Better yet, let's go back to taxing the rich at 90%.  That's how we built all those freeways in the first place.

I'm just ranting because I'm frustrated.  In the end, it isn't even about how much money there is or is not.  This is the new normal. I keep hearing that phrase.  Usually with a shrug and a "What are you gonna do?" sort of gesture. Disasters will happen, because they always happen.  People will get on with their lives, doing what they have to do.   In three days time, we're on to the next news item.  If CNN's really lucky, some celebrity will do something egregiously embarrassing, and they can stop talking about disasters for a while.

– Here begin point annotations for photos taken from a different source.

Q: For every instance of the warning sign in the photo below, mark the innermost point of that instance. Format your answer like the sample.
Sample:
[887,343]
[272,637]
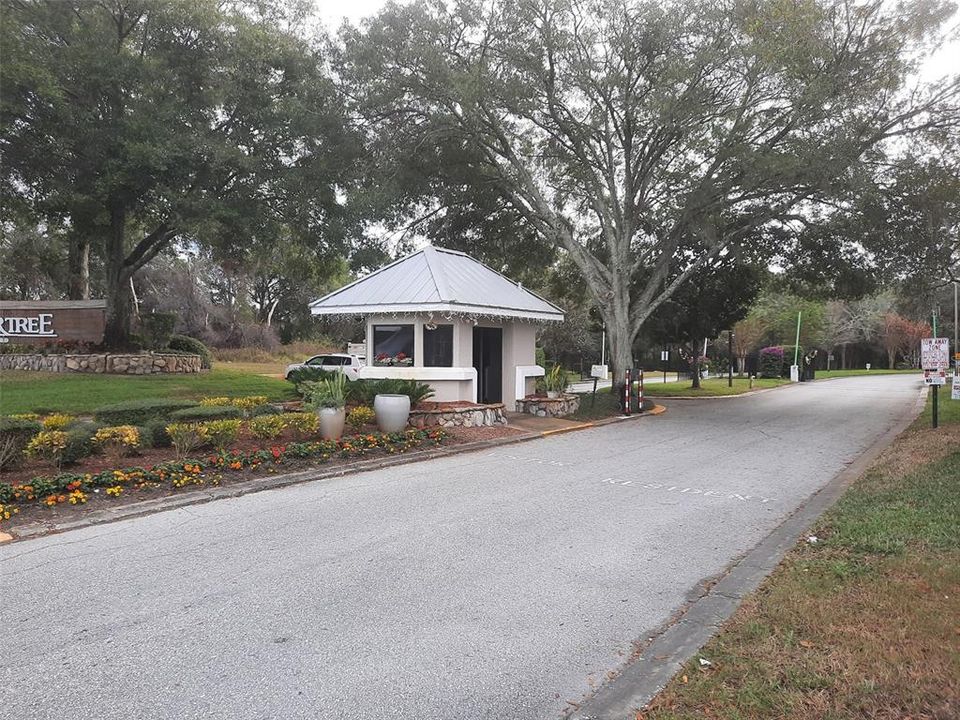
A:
[935,353]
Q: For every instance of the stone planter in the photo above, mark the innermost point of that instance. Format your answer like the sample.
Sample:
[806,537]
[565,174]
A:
[471,416]
[392,411]
[566,404]
[331,422]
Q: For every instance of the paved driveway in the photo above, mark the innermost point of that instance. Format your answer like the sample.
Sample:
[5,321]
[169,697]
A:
[498,584]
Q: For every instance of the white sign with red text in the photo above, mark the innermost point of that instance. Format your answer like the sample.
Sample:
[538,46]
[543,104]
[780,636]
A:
[935,353]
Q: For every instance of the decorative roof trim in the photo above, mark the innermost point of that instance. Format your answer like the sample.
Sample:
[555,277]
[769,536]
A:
[430,256]
[452,309]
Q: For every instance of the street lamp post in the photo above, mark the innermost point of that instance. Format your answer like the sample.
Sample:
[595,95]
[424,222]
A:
[730,358]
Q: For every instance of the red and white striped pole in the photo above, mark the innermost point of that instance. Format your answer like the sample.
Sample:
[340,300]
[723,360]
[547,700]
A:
[627,390]
[640,391]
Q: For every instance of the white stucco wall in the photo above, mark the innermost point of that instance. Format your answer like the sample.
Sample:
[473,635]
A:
[519,349]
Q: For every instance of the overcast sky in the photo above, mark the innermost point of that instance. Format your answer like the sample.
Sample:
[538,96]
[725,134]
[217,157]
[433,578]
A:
[334,12]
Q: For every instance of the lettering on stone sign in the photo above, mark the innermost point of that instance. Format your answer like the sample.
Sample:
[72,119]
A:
[40,325]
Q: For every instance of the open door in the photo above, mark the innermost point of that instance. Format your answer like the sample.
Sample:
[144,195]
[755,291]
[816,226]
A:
[488,361]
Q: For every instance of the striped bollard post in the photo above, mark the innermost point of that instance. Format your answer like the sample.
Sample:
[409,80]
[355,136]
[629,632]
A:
[627,390]
[640,391]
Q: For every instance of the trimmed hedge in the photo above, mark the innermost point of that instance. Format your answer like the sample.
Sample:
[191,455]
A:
[140,412]
[193,346]
[15,433]
[267,409]
[205,413]
[154,434]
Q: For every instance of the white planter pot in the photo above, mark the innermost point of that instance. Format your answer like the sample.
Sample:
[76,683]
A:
[392,411]
[331,422]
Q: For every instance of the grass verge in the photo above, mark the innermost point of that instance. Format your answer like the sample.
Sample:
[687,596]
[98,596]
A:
[861,624]
[23,391]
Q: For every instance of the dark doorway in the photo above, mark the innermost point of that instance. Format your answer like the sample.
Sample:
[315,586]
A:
[488,360]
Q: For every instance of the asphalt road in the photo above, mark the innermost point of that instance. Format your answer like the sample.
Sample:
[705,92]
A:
[498,584]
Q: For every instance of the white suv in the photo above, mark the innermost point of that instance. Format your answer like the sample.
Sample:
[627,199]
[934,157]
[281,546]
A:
[349,365]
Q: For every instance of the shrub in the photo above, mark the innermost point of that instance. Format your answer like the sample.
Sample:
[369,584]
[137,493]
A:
[214,402]
[302,423]
[157,329]
[361,392]
[119,440]
[57,421]
[48,445]
[770,364]
[193,346]
[204,414]
[555,380]
[267,427]
[788,352]
[329,393]
[140,412]
[248,402]
[154,434]
[186,437]
[221,433]
[79,443]
[265,409]
[15,435]
[360,416]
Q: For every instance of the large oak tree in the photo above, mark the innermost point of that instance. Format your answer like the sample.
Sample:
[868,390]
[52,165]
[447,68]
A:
[643,138]
[135,123]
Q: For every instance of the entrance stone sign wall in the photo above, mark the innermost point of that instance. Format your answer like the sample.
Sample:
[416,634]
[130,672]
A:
[145,364]
[45,322]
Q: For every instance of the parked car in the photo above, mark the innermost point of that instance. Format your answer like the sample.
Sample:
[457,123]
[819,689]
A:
[349,365]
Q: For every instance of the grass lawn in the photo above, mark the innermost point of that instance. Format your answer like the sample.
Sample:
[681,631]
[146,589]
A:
[81,393]
[711,387]
[826,374]
[864,622]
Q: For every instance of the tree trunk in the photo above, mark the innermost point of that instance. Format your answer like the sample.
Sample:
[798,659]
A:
[117,334]
[78,266]
[621,354]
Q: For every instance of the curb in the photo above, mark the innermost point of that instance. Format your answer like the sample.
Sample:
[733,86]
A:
[683,635]
[275,482]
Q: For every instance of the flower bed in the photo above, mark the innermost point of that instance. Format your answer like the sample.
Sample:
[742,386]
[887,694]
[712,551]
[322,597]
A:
[78,488]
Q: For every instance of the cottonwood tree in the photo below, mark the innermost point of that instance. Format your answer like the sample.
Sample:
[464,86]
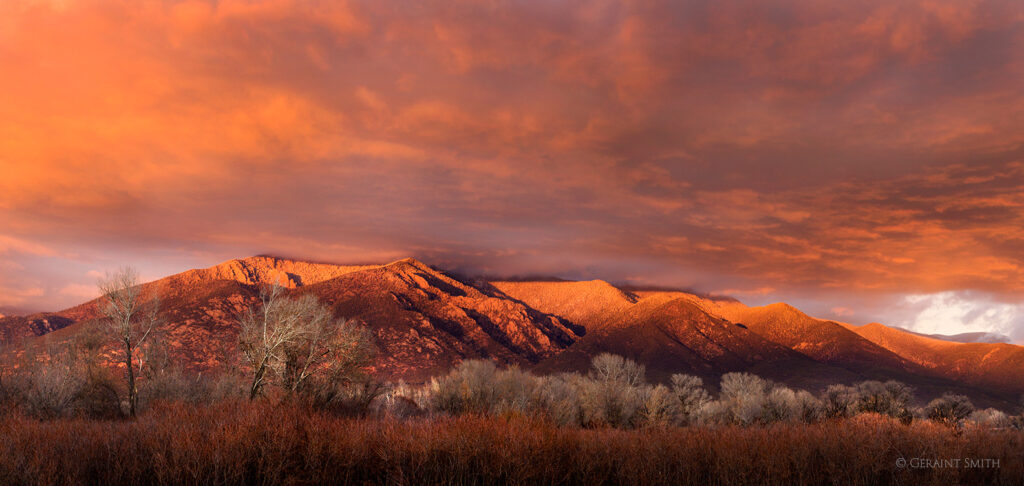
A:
[130,313]
[300,345]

When that palls, they'll move on to the end of someone else's world.

4 comments:

Ed Webb said...

http://www.youtube.com/watch?v=wePMX-OtxI8

Ed Webb said...

Sorry - I realized after I recorded & posted the video that it was a Ceredwyn post, not a Bryanism. Apologies! Too tired to re-record.

Bryan Alexander said...

No apologies necessary for that moving, thoughtful video reply.
I hope your riverine friend does well.

mythago said...

I suspect the people turned away from buying flood insurance were turned away precisely because they WERE at risk for flood damage. Taking in premiums and never paying claims is the new insurance model.

It reminds me of the less sound-bitable but far more important exchange from V FOR VENDETTA:

"We shouldn't have to live like this."

"You're right, kid, we shouldn't. What are you going to do about it?"